The matter concerns the body of a famous religious leader by the name of Dasha-Dorjo Itigelov, who used to be the head of Russian Buddhists from 1911 to 1927.
Not long ago before his, he bequeathed to retrieve his body from the grave after approximately 30 years. Since that time, exhumation was conducted twice: in 1955 and in 1973. Both times it turned out that the body of the Khambo-lama hadn"t been exposed to decay. Nothing changed the third time the lama's body was unearthed (in 2002). Afterwards, it was decided by medics to conduct thorough analysis of D. Itigelov's body.
"His joints bend easily, soft tissues can be forced effortlessly, just like with a living human being; after the coffin cover has been removed, we could all sense sweet smell coming out from the inside," said G. Ershova.
According to her, "this totally contradicts the notion regarding what should happen with a person after being buried for 75 years."
G. Ershova has also mentioned that this is the first case of its kind not only in the history of Buddhism but in the entire history of the humankind.
The lama's body has been the object of Buryat Buddhists for two years now.
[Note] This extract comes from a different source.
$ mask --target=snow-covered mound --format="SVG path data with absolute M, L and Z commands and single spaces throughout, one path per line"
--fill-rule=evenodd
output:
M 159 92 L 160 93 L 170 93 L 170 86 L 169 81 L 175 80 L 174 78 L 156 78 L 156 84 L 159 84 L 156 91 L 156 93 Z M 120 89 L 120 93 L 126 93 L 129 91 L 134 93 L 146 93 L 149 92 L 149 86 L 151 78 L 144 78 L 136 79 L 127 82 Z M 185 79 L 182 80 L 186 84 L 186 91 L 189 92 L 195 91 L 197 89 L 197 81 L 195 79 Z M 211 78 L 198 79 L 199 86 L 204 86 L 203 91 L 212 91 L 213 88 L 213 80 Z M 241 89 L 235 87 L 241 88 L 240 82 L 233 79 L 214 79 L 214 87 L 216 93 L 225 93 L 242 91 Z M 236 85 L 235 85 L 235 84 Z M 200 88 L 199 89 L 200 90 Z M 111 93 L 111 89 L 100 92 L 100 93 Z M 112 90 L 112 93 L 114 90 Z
It is situated in Ivolginsk datsan (spiritual center for Russian Buddhists located in the capital of Burytia Ulan-Ude).
A fragment of the interview with the current head of Buddhist traditional sangha in Russia Khamba-lama Damba Ayusheev has been also demonstrated at the press-conference. In it, the lama noted that the phenomenon had "encouraged faithful Buddhists and helped those in doubt to leave aside all their uncertainties."